Statistics In The Real World

This sounds interesting:
"Using a cellphone while driving may be distracting, but it does not lead to higher crash risk in the setting we examined," said Saurabh Bhargava, assistant professor of social and decision sciences in CMU's Dietrich College of Humanities and Social Sciences. "While our findings may strike many as counterintuitive, our results are precise enough to statistically call into question the effects typically found in the academic literature. Our study differs from most prior work in that it leverages a naturally occurring experiment in a real-world context."

For the study, Bhargava and the London School of Economics and Political Science's Vikram S. Pathania examined calling and crash data from 2002 to 2005, a period when most cellphone carriers offered pricing plans with free calls on weekdays after 9 p.m. Identifying drivers as those whose cellphone calls were routed through multiple cellular towers, they first showed that drivers increased call volume by more than 7 percent at 9 p.m. They then compared the relative crash rate before and after 9 p.m. using data on approximately 8 million crashes across nine states and all fatal crashes across the nation. They found that the increased cellphone use by drivers at 9 p.m. had no corresponding effect on crash rates.

Additionally, the researchers analyzed the effects of legislation banning cellphone use, enacted in several states, and similarly found that the legislation had no effect on the crash rate.

4 comments:

Steve USMA '85 said...

Two things, first; traffic is usually lighter after 9 PM and thus it may be that cell phone use doesn't increase the number of accidents since after 9, there are fewer opportunities to hit something. Second; legislation banning the use of cell phones while driving doesn't have a measurable affect on accidents because it doesn't have a measurable affect on cell phone usage. People just put the phone down if & only when they see a cop.

Darren said...

Seeing a cop and putting the phone down shouldn't have an effect on *accidents* unless most accidents happen right in front of cops.

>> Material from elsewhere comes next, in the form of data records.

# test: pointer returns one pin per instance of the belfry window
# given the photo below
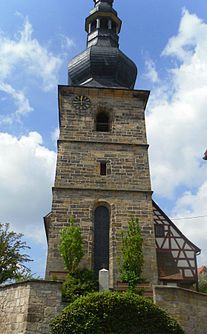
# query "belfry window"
(103, 169)
(102, 122)
(93, 26)
(114, 27)
(104, 23)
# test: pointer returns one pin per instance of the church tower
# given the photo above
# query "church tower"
(102, 174)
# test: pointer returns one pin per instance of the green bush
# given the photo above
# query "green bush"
(113, 313)
(79, 284)
(132, 259)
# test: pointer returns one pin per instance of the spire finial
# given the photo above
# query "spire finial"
(110, 2)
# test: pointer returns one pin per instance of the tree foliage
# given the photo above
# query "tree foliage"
(12, 258)
(132, 259)
(114, 313)
(71, 246)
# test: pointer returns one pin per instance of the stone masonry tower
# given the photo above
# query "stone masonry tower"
(102, 174)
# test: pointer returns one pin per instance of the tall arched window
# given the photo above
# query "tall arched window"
(101, 238)
(102, 122)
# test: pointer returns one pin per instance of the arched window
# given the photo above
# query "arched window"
(93, 26)
(104, 23)
(101, 238)
(114, 26)
(102, 122)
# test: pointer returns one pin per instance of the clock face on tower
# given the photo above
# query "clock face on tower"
(81, 102)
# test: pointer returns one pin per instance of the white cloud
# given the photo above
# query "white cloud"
(26, 176)
(151, 72)
(177, 129)
(21, 102)
(177, 119)
(24, 54)
(66, 42)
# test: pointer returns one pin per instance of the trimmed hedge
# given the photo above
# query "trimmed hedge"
(114, 313)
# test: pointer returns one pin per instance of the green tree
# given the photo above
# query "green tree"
(71, 246)
(12, 258)
(132, 259)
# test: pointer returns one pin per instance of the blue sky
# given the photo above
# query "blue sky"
(168, 42)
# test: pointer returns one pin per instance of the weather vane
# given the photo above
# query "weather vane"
(205, 156)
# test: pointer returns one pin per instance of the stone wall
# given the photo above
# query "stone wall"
(28, 307)
(80, 187)
(188, 307)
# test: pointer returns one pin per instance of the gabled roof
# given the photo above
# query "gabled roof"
(163, 217)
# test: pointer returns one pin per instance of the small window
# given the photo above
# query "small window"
(103, 168)
(104, 23)
(159, 231)
(102, 122)
(93, 26)
(114, 26)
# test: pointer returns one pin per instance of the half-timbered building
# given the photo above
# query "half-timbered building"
(176, 255)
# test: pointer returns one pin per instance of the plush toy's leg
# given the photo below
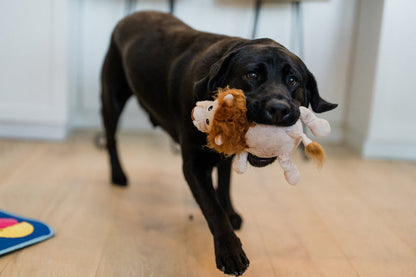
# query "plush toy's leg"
(240, 162)
(114, 94)
(223, 193)
(291, 171)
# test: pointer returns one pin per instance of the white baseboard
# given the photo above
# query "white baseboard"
(32, 131)
(390, 150)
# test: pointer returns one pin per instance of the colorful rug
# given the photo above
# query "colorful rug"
(17, 232)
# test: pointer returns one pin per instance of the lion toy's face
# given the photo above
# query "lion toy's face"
(203, 114)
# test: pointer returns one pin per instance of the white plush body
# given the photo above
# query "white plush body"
(266, 141)
(270, 141)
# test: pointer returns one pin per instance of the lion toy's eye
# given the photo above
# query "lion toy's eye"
(252, 75)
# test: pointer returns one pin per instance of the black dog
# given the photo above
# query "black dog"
(169, 66)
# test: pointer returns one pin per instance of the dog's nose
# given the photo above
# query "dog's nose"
(277, 111)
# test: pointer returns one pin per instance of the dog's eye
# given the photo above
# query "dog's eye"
(252, 75)
(291, 81)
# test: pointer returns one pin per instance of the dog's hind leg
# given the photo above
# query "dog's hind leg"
(223, 193)
(114, 94)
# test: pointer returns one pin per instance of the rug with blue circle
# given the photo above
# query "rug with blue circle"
(17, 232)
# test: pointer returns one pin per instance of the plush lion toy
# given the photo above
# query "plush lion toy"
(229, 132)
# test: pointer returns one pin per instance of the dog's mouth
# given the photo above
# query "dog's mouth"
(260, 162)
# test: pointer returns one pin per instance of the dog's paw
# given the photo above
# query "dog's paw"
(235, 220)
(229, 255)
(118, 178)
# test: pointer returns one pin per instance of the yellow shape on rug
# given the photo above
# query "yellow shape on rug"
(19, 230)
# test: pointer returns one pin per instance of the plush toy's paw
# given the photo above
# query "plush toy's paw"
(320, 128)
(240, 162)
(229, 255)
(292, 177)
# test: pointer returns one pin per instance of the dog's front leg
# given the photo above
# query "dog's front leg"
(229, 254)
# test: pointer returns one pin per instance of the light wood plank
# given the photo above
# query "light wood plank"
(353, 218)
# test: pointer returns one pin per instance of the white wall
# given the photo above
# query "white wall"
(328, 42)
(385, 82)
(33, 53)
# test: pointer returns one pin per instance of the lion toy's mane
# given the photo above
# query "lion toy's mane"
(230, 122)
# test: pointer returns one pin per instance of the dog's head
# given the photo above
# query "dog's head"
(275, 81)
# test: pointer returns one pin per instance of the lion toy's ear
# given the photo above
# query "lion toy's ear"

Yes, traffic is lighter after 9pm, that's why they looked at the *rate* of accidents and not the number. If your point, though, is that there's less traffic for the "phone talker" to strike or swerve, then I understand your point completely. Less traffic shouldn't change the rate of single car accidents, though.

Anonymous said...

All I have is anecdotal evidence. Whenever I see a driver doing something incredibly stupid, almost always they are yakking on the phone.

Hang up and DRIVE!

Darren said...

I'm with you on the anecdotal but the numbers don't bear out what we think--unless those who *aren't* talking on the phone are capable of avoiding the accidents that the talkers might cause!